On the night of his wake at Kerry Funeral Home in Palos Heights, windchill readings registered historic lows exceeding 50 below zero, but despite dire warnings from authorities to stay indoors, more than 200 people attended the wake including many of DeMotte’s co-workers from ProVisur.
“I was amazed at the number of our employees who, in spite of the weather, were there to honor Doug,” said Sonny Bordonado, his supervisor. “I believe the whole plant would have been there if the weather had not been so bad.”
Bordonado said DeMott was a genuinely nice and helpful person.
“He came in every day with a beautiful attitude, always pleasant and nice to everyone. He had a special way about him that endeared him to all our employees,” Bordonado said. “For instance, if you had a conversation with him about something, he would show up a couple of days later with a book for you on that particular subject.
He started at the company a few months before I did and even though I was his supervisor, he kind of took me under his wing and showed me what I needed to learn. He was meticulous about everything being done properly and he had a huge impact on the entire warehouse. He was never late, never called off work because of the weather; he rode his bike every day. I often would offer him a ride home when the weather was miserable, but he always refused. I could never understand how he could ride his bike through rain or snow.”
Bernado said one day last year there was an awful ice storm and 90 percent of the employees called off work.
“These were guys that had huge 4-wheel drive trucks. The only people who showed up that day were the managers. I walked into the warehouse and there sat Doug, ready for work. I couldn’t believe it.”
DeMott’s younger brother, Andrew DeMott, said his sibling was a “unique and very private man.”
“At the wake people were astounded to learn how creative, artistic and knowledgeable he was about many, many things,” he said. “We had some of his artwork on display and people commented they never knew he was an artist. He never mentioned it to anyone because he didn’t think his work was perfect. For him, everything had to be perfect.”
Doug DeMott’s teachers at Oak Lawn Community High School thought his work was excellent and they encouraged him to consider college or art school, his brother said, “but Doug never thought his work was good enough, so he did not pursue art school. But he never stopped being creative.”
“My brother also had his own unique perspective on things and I respected that about him," Andrew DeMott said. “If I was involved in conversation with someone strongly voicing their opinion about something I would never make a final decision about my own opinion, until I had talked to Doug about it. He was so knowledgeable. If he was interested in something, he would research it in depth. He was like an encyclopedia. I loved talking with him.

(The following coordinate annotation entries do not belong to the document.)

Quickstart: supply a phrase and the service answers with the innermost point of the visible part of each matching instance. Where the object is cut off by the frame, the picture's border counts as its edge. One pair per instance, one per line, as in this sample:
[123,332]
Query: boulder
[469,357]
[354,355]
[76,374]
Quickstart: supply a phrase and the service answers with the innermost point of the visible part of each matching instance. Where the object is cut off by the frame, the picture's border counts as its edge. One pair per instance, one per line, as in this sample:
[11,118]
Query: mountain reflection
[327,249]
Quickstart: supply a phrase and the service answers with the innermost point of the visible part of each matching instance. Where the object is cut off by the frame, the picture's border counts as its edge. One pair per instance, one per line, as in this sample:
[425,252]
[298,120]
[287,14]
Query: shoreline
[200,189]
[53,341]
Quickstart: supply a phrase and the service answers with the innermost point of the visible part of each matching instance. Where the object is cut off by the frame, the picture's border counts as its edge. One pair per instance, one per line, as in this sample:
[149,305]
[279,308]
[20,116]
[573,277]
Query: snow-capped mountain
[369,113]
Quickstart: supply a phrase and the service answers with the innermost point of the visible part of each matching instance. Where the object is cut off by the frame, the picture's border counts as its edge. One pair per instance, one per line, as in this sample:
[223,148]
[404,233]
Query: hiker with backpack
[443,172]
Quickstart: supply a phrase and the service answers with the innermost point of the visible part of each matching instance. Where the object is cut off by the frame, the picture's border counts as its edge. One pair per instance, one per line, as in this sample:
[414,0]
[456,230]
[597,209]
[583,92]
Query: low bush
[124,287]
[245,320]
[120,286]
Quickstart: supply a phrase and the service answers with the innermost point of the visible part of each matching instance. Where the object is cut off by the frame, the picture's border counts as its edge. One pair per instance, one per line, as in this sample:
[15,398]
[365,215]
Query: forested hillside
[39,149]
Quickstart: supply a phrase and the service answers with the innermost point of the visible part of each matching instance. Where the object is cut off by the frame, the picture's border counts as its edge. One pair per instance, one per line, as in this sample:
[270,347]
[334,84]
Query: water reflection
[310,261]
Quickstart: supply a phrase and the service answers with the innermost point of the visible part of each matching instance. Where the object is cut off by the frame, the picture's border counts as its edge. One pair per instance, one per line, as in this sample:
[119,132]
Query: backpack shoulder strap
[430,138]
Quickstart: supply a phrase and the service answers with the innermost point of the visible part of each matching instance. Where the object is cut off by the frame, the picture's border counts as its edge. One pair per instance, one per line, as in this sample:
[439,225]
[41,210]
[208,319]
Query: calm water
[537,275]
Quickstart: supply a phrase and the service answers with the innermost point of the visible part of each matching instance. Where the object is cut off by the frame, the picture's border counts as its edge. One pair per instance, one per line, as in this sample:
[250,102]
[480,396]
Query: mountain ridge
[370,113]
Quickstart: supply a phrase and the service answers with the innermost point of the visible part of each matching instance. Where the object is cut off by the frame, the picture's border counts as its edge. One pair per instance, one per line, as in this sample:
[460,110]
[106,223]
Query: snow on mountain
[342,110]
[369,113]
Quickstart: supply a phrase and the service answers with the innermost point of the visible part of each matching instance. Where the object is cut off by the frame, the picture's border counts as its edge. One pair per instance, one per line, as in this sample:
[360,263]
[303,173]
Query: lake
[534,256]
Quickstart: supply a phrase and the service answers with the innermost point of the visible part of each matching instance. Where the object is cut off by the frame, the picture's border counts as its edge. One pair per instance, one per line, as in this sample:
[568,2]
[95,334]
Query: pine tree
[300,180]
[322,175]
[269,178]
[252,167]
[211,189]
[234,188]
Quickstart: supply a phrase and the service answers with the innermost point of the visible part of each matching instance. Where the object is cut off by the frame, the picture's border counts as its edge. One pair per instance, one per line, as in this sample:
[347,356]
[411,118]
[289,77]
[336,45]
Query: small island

“This is a terrible, terrible loss. Neither my life, nor the life of our family will ever be the same. He will be greatly missed.”
"As of Monday, no charges had been filed in the accident."
Of course not... it was an "accident."
Such a comforting word, so anodyne... Any and all responsibility is completely removed, no one is to blame. No one could prevent it. No one needs to do anything, for there is nothing to be done. Move along now, there's nothing to be seen here...
i am sick and tired of reading about "accidents." Aren't you?
God yes. First of all, we need to stop using "accidentally" as a synonym for "unintentionally." And second of all, since so many people seem to get their shorts all twisted by the word "crash," then can we at least call these things "incidents" instead of "accidents"? "Incident" should have a sufficiently negative connotation, what with all the Incident Reports that usually need to be filed in a workplace whenever somebody screws up. Like, no, you did not "accidentally" spill acid all of yourself, you were careless and you broke the rules, and you know it.
i prefer "crash." i'd guess the only people with twisted shorts about that word would be drivers.
Alternatively, "collision" is an apt term. "Incident" is aacceptable.
It's long passed time to lose the word "accident."